When Education Level is: Less than H.S. Then the Percentage of Tobacco Users are: 36.64187453243071 %
When Education Level is: H.S. or G.E.D. Then the Percentage of Tobacco Users are: 30.421801826122557 %
When Education Level is: Some post-H.S. Then the Percentage of Tobacco Users are: 22.962427448118397 %
When Education Level is: College graduate Then the Percentage of Tobacco Users are: 9.973896193328317 %


In [50]:
# Pie Plot showing the percentage of Tobacoo users and thier Education level

labels = ['Less than H.S.', 'H.S. or G.E.D.', 'Some post-H.S.', 'College graduate']
sizes = [36.64187453243071, 30.421801826122557, 22.962427448118397, 9.973896193328317]  
 
# Plot the pie chart
%matplotlib notebook
plt.pie(sizes, labels=labels, autopct='%1.1f%%', startangle=90)
 
# Equal aspect ratio ensures that pie is drawn as a circle.
plt.axis('equal')
 
# Display the graph onto the screen

plt.show()

<IPython.core.display.Javascript object>

In [33]:
#For Education Level for ther Number of Tobacco Users
for i in range(0,4):
    print(f'When the Education Level is: {labels[i]} then the number of Tobacco Users are: {round(education_list[i], 0)}')
    
    

When the Education Level is: Less than H.S. then the number of Tobacco Users are: 1602.0
When the Education Level is: H.S. or G.E.D. then the number of Tobacco Users are: 1330.0
When the Education Level is: Some post-H.S. then the number of Tobacco Users are: 1004.0
When the Education Level is: College graduate then the number of Tobacco Users are: 436.0


In [51]:
#Create line graph showing the number of tobacco users vs their education level
plt.figure(figsize=(8,5))
plt.plot(labels, education_list)
plt.title('\nNumber of Tobacco Users vs.

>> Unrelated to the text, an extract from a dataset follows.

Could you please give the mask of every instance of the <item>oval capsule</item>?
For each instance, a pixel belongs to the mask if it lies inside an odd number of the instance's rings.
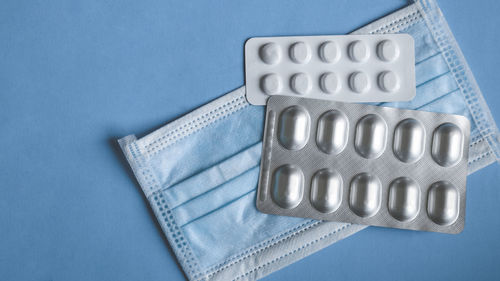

Education Level\n')
plt.xlabel('\nEducation Level\n')
plt.ylabel('\nNumber of Tobacco Users\n')
plt.savefig("Tobacco_Users_vs_Education_Level.png")
plt.show()

<IPython.core.display.Javascript object>

# # Research Question 3 (Findings Summary) - 
## Is the Usage of Tobacco dependant on the Education Level of the consumer?
Based on the findings for 2018 there is a correlation between the number of tobacco users and their education levels. The findings per the research and data gathered, shows that the number and percentage of the Tobacco consumser reduces with the level of education. As shown in the Pie chart more 67% of the Tobacco Users have a High School Education or less than High School Education. 33% of the the Tobacco Users had Some Post High School or College Degree.